Most of the people who do public health journalism, most of the relevant bureaucrats, most of the people who run the Biden White House, and most of the academics commenting on public health issues in the media are here with me in this bubble. But it’s really worth underscoring that the majority of the public is not. Most adults got vaccinated soon after that became possible, and a large minority of older children got vaccinated.
But when making policy, it’s important to acknowledge that a majority of the public is not in this bubble. According to the CDC, very few non-seniors are boosted at all. We also know from previous reporting that the CDC is almost certainly overcounting boosters and undercounting first shots. So the reality is that to a very large extent, Americans got their first shots and then just moved on, tuning out subsequent vaccination efforts.
It seems to me that public health officials have been spending way too much time worrying about whether new vaccines will undermine confidence in existing ones and splitting hairs about who is vulnerable enough to be eligible for a second booster. The reality is that we should be allowing anyone who wants additional boosters to get them, recognizing that the practical demand is likely to be low. But we also need to recognize that improving the actual biomedical technology is critical to improving uptake. Covid has gotten sufficiently tangled up in nasty politics and ill-will that a significant share of the population is now showily defiant about virus risks.
If we could tell people something like “every fall you’re going to get an up-to-date shot optimized for the latest variant,” then we could probably get decent uptake like we do with the flu shot. But telling people that every fall you’re going to get a booster optimized for the variant two variants ago is absurd — we need to work faster than that.
We need faster approvals
Back in February of 2021, the FDA suggested that in the future, variant-optimized vaccine updates would be fast-tracked for approval.
They suggested at the time that companies “would need to submit new data that shows the modified vaccine produces a similar immune response and is safe, similar to the process for annual flu vaccines,” and this could be done “without the need for lengthy clinical trials.”
That would have been a good idea! But instead they seem to have opted for months of intensive clinical trials. The problem there, which should be obvious, is that while the clinical trials enhance our confidence that the new booster is in fact more effective against Omicron, they also radically decrease the real-world efficacy of the Omicron-optimized booster by ensuring that it gets into people’s arms far too late. As the original coverage stated, the FDA understands this tradeoff perfectly well in the case of the flu vaccine. Incidentally, it is genuinely true that because flu vaccines are sort of rushed out the door, their efficacy varies a great deal from year to year. In theory it would be better to test more carefully. But time is of the essence so the best thing to do, all things considered, is approve vaccines quickly and let people get their annual shots.

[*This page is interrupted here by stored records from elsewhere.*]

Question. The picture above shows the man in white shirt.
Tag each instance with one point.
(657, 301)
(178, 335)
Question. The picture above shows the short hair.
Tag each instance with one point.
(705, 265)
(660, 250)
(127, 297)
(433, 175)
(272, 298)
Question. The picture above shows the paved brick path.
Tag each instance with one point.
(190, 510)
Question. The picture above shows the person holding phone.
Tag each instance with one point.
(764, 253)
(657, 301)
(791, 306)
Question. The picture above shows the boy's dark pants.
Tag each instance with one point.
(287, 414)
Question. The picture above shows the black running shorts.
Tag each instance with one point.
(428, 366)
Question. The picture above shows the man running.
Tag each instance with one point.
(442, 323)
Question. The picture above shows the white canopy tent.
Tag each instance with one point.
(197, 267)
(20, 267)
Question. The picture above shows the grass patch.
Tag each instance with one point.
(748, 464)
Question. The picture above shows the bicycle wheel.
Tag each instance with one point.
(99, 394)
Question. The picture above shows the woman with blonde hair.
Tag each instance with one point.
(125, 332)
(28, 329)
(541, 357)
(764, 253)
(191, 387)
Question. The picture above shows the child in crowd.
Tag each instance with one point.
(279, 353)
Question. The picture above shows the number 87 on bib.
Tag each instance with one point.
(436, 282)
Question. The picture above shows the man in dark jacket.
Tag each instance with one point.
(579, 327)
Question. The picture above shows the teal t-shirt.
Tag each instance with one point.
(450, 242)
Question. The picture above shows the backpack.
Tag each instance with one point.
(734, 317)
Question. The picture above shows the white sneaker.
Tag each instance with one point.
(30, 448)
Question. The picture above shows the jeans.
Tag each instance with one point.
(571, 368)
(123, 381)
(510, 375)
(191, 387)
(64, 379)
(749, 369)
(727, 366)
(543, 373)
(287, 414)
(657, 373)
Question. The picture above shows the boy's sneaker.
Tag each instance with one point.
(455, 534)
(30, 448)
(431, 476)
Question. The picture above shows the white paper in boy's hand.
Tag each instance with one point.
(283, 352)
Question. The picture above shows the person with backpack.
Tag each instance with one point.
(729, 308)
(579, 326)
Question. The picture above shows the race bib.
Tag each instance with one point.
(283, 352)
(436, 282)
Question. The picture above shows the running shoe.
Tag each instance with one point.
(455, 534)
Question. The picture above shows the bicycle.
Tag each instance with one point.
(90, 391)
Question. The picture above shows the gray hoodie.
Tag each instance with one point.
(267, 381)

Doing the same for Covid seems like a no-brainer, but for some reason they didn’t do it.
The good news, however, is that they very recently announced that future optimized boosters will be able to skip the clinical trials.
And let’s note again that if more testing is really truly needed, we ought to organize human challenge trials in which volunteers agree to be deliberately exposed to the virus in order to collect data rapidly. Given the endemic nature of the virus and the collapse of public support for non-pharmaceutical interventions, there is at this point no good reason to avoid challenge trials. You’re not really sparing the volunteers any risks, you’re simply denying people the opportunity to do something heroic and useful for their community.